Pope Francis has urged that action be taken to help quell youth unemployment in this upcoming year.

The Pontiff demands today’s youth have a place in society

In a year-end message, the Pontiff emphasized the importance of young people being given the opportunity to have a fighting chance for their “dreams” during an evening vespers service held in St. Peter's Basilica. Pope Francis particularly made light of how today’s youth had been condemned to have “no place in society,” particularly highlighting people having to migrate to other countries and cities to find chances of employment, in addition to having to beg for jobs that either do not exist or do not guarantee financial security.

This is not the first time the Pontiff has made such comments in defense of the unemployed.
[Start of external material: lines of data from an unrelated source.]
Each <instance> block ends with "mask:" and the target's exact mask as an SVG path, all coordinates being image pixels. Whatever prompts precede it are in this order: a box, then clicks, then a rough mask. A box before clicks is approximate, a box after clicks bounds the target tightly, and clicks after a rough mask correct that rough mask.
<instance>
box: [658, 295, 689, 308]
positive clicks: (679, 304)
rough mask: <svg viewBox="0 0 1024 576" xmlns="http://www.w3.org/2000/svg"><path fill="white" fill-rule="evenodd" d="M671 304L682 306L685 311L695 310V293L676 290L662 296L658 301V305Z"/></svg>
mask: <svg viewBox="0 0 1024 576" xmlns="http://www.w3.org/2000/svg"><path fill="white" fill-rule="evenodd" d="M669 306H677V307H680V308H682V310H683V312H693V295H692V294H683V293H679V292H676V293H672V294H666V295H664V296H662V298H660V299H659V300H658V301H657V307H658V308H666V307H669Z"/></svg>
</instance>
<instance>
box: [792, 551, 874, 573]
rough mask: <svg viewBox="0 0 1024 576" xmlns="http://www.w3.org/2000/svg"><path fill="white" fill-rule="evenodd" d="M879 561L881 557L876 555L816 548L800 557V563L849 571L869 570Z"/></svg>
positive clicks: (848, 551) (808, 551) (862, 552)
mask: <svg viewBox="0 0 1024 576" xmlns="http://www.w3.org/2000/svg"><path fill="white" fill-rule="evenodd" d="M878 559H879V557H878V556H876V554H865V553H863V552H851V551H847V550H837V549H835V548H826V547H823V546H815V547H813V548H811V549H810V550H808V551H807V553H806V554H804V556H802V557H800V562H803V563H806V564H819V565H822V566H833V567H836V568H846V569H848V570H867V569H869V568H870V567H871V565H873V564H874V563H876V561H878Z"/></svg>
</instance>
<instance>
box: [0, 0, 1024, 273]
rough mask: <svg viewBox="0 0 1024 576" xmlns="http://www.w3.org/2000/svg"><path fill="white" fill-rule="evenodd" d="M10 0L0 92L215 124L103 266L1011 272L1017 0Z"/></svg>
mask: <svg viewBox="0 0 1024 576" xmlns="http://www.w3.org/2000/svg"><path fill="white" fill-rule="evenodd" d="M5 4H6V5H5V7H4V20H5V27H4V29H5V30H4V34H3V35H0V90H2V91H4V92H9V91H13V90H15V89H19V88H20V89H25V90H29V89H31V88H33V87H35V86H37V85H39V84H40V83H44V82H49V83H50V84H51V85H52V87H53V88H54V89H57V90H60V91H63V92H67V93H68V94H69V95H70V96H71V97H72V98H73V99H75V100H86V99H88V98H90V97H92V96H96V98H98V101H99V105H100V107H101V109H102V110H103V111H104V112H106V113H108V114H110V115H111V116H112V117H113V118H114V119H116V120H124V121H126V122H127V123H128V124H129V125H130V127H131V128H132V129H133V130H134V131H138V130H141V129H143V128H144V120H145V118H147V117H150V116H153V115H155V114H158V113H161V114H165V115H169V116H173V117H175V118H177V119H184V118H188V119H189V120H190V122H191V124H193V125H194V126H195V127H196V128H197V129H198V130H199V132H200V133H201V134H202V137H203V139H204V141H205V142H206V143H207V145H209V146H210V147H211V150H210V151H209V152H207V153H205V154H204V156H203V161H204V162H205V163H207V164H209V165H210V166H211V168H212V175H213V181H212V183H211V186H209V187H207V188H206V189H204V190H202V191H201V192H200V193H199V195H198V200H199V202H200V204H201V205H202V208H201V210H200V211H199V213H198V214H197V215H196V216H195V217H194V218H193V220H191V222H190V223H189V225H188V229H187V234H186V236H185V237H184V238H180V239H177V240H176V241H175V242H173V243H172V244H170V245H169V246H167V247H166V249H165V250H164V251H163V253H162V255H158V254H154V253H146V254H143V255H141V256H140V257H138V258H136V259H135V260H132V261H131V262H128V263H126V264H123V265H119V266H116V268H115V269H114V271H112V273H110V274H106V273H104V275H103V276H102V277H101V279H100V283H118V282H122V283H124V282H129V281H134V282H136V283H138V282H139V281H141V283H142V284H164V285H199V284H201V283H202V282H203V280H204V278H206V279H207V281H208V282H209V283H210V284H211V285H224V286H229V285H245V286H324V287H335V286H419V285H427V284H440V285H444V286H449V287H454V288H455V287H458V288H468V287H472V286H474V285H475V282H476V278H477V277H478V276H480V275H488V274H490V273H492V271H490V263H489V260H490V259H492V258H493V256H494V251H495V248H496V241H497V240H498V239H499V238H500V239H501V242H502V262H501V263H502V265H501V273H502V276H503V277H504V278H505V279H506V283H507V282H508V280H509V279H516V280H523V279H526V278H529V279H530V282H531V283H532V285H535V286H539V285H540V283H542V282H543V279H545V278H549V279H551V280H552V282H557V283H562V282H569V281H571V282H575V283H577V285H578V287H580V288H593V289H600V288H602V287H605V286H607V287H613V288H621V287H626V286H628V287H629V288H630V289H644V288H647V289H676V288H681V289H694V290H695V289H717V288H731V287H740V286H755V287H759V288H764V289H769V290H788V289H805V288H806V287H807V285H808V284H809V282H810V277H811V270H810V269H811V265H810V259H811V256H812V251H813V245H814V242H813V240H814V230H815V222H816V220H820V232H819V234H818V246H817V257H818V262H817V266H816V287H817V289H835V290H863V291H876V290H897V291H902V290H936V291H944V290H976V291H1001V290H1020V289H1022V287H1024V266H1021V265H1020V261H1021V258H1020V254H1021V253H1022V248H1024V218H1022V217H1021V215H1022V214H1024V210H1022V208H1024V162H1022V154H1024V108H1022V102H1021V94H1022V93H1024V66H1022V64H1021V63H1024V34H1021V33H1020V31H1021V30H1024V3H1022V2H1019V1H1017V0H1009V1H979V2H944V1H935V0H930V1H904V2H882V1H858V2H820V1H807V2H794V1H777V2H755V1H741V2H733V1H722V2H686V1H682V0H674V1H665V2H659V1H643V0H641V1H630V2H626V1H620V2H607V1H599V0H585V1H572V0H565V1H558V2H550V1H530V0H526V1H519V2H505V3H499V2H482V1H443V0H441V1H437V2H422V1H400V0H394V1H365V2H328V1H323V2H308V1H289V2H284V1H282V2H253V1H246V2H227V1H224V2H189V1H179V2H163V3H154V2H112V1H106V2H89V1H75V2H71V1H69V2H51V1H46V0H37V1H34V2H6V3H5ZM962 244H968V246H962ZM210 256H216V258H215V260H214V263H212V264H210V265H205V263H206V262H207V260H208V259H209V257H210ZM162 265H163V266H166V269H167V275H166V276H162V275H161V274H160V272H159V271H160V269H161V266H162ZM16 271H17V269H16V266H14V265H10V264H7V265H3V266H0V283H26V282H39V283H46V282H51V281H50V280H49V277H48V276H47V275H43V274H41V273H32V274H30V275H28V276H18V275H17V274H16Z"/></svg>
In a statement made during a Mass this past May, Pope Francis compared modern practices such as unpaid internships and underpaid contract work to slavery and human trafficking, particularly demanding that workers be granted health insurance, and compared employers who make use of such practices as being like “true leeches.”

Youth unemployment on a global scale

While the comments were likely meant to reflect occurrences that are happening worldwide, it has been speculated that Pope Francis’ comments were particularly meant to highlight issues in modern Italy. As it stands, Italy’s population suffers unemployment within 36 percent, and it tops 18 percent among the 28 European Union states.

Outside of Europe, the continent with the highest youth population is Africa, where youth unemployment is at a rate of 30 percent, according to statistics given by the International Labor Organization. This struggle has also made its presence within Europe, as African youth have been migrating to Eastern countries to find employment.

Within 2016, nearly 25,000 migrants were said to be unaccompanied minors, a statistic which is said to have doubled since the previous year, according to reports. Added to that, the struggle of running away to Europe can be dangerous, as around 5,000 men, women, and children are said to have died attempting to migrate to Europe.